During the Senate plenary deliberations on the proposed P4.1-trillion national budget for 2020, Recto pointed out that the Department of Budget and Management (DBM) had already earmarked P31.1 billion for the next tranche of the Salary Standardization Law.
Only P12B spent
Replying to Recto’s query, Sen. Sonny Angara, who was defending the government’s spending program as chair of the Senate finance committee, revealed that only P12 billion had been spent out of the P35 billion allotted for the miscellaneous personnel benefits fund (MPBF) this year.
Angara said the DBM had set aside P63 billion for MPBF next year.
“If you allot P63 billion for that [next year], that will not be utilized anyway. So we can realign part of that,” Recto said.
“When will you give the next [salary increase for government employees]?” he asked members of the President’s economic team, led by Finance Secretary Carlos Dominguez III.
The Senate leader noted that the previous Aquino administration was able to raise the salaries of civilian government employees through the issuance of an executive order.

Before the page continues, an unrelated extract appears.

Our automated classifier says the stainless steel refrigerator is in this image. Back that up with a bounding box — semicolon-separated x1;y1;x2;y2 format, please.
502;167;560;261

“So you can do it now through an executive order. You need not wait for Congress to pass a law since you already appropriated [almost] P32 billion for that. It’s almost Christmas already,” he said.
In a separate statement, Recto said the salary adjustment for state workers was “a promise made to them” after the President approved the increase in the take-home pay of soldiers and policemen.
“It is time to redeem this promissory note,” he said.
“After the uniformed services had their salary increases two years ago, [the] government is duty-bound to extend the same to civilian government employees,” Recto said.
“I can only surmise that the Palace is having a hard time calibrating the increases and apportioning how much each one would get,” he said.